As of Jul 1, 2026, the average hourly pay for biomedical engineering tech in the United States is $34.63, according to ZipRecruiter salary data. Most workers in this role earn between $27.40 and $38.22 per hour, depending on experience, location, and employer.

What are Biomedical Engineering Technicians?

Biomedical Engineering Technicians, often called BMETs, are professionals who install, maintain, and repair medical equipment used in healthcare settings. They ensure that devices such as ventilators, defibrillators, and imaging machines operate safely and efficiently. BMETs also perform routine inspections, calibrate equipment, and may train medical staff on proper usage. Their work is essential for patient safety and the smooth operation of hospitals and clinics.

What are the key skills and qualifications needed to thrive as a Biomedical Engineering Tech, and why are they important?

To thrive as a Biomedical Engineering Tech, you need a solid background in electronics, mechanical systems, and biomedical device maintenance, often supported by an associate's degree or certification in biomedical technology. Familiarity with diagnostic tools, calibration equipment, and hospital information systems (such as CMMS software) is critical. Strong problem-solving skills, attention to detail, and effective communication set top performers apart in this field. These abilities ensure medical equipment operates safely and reliably, directly impacting patient care and hospital efficiency.

What are some common challenges Biomedical Engineering Techs face when maintaining medical equipment in a hospital setting?

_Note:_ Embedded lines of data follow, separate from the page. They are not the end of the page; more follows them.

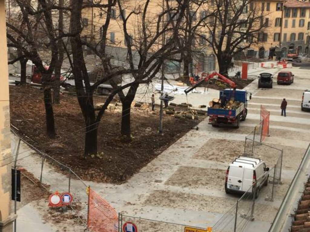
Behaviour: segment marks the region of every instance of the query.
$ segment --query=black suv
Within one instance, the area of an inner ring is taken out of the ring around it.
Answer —
[[[259,88],[272,88],[272,74],[263,72],[259,74],[258,79]]]

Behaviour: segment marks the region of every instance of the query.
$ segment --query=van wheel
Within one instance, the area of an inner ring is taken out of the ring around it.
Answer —
[[[259,188],[258,187],[256,189],[256,191],[255,192],[255,199],[258,198],[258,196],[259,195]]]

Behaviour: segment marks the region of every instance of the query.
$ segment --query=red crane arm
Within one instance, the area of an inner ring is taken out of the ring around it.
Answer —
[[[223,75],[220,74],[216,72],[213,72],[210,74],[208,74],[206,73],[203,72],[201,76],[202,78],[198,80],[198,81],[184,90],[184,92],[186,94],[187,94],[188,93],[192,91],[197,86],[200,85],[203,82],[207,82],[210,79],[213,78],[215,76],[217,76],[219,80],[223,82],[227,83],[232,88],[236,88],[236,84],[235,82],[232,81]]]

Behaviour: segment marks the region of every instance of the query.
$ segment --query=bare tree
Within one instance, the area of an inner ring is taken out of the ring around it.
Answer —
[[[268,25],[262,23],[267,14],[251,0],[214,0],[209,10],[214,17],[205,22],[209,33],[205,40],[216,56],[221,74],[228,75],[236,54],[259,42]]]
[[[31,60],[42,75],[45,108],[46,132],[51,138],[56,135],[51,89],[52,75],[58,61],[57,42],[59,36],[54,28],[52,10],[58,7],[46,0],[15,0],[20,18],[7,23],[8,46],[15,47],[20,56],[16,60]],[[19,23],[19,19],[21,25]],[[22,26],[24,24],[24,26]],[[42,58],[42,57],[44,57]],[[48,68],[43,60],[49,61]]]

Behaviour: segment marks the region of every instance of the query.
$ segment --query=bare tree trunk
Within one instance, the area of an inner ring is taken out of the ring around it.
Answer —
[[[51,86],[49,83],[51,76],[50,75],[42,74],[42,79],[43,88],[44,105],[45,108],[46,120],[46,132],[48,136],[51,138],[56,136],[54,113],[52,102],[52,94],[51,89]]]
[[[26,59],[22,59],[20,61],[20,84],[23,85],[27,83],[26,69],[27,67],[27,62],[28,60]]]
[[[122,124],[121,134],[125,136],[126,140],[131,140],[130,126],[130,110],[132,101],[125,101],[122,102]]]
[[[64,5],[64,0],[59,0],[59,5],[60,7]],[[60,36],[63,34],[64,14],[62,10],[59,10],[59,16],[58,18],[58,34]],[[63,46],[62,39],[58,40],[57,46],[58,50],[58,60],[55,66],[55,82],[54,86],[53,103],[54,104],[60,103],[60,76],[61,75],[61,67],[64,61],[64,49]]]
[[[228,70],[231,65],[232,56],[230,54],[224,53],[219,54],[217,57],[219,73],[225,76],[228,76]]]

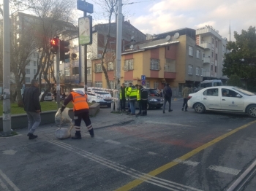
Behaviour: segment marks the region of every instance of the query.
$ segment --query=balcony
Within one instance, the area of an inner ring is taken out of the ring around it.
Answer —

Biomedical Engineering Techs often encounter challenges such as troubleshooting complex or unfamiliar equipment, balancing urgent repair requests with routine maintenance, and keeping up with rapidly evolving medical technologies. They must also ensure that all equipment complies with strict safety standards and regulatory requirements. Effective communication with clinical staff is essential, as techs need to understand user concerns and coordinate equipment downtime to minimize disruptions to patient care.

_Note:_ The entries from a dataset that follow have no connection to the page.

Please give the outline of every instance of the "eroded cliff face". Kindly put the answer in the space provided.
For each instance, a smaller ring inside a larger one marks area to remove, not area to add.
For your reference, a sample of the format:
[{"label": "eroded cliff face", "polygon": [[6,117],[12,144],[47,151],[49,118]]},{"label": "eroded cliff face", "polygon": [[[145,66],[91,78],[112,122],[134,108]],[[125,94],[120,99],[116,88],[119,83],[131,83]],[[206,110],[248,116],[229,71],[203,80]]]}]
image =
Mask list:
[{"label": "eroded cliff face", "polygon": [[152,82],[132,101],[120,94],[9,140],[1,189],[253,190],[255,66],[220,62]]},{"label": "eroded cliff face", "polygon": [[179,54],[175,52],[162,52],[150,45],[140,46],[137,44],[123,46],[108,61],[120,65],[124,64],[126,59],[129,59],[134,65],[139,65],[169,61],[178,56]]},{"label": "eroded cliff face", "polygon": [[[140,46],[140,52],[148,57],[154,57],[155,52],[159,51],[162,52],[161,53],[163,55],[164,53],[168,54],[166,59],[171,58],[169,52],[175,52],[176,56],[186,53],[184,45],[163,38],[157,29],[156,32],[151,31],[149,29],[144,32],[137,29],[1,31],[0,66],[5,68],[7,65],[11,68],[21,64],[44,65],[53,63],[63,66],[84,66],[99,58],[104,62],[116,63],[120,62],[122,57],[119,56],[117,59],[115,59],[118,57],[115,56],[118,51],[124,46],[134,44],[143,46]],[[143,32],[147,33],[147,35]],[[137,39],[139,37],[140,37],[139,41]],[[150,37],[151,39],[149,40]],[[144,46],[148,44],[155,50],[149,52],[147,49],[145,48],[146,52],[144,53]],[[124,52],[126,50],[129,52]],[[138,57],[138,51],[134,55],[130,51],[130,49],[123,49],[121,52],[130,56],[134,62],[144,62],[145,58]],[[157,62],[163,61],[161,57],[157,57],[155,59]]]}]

Is it worth becoming a BMET?

Becoming a Biomedical Engineering Technician (BMET) can be a worthwhile career, as it involves maintaining and repairing medical equipment in healthcare settings, often requiring technical skills and certifications. The role offers stable employment opportunities, a competitive salary, and the chance to work with advanced medical technology, making it a solid choice for those interested in healthcare technology and engineering. However, it requires ongoing training to stay current with evolving equipment and standards.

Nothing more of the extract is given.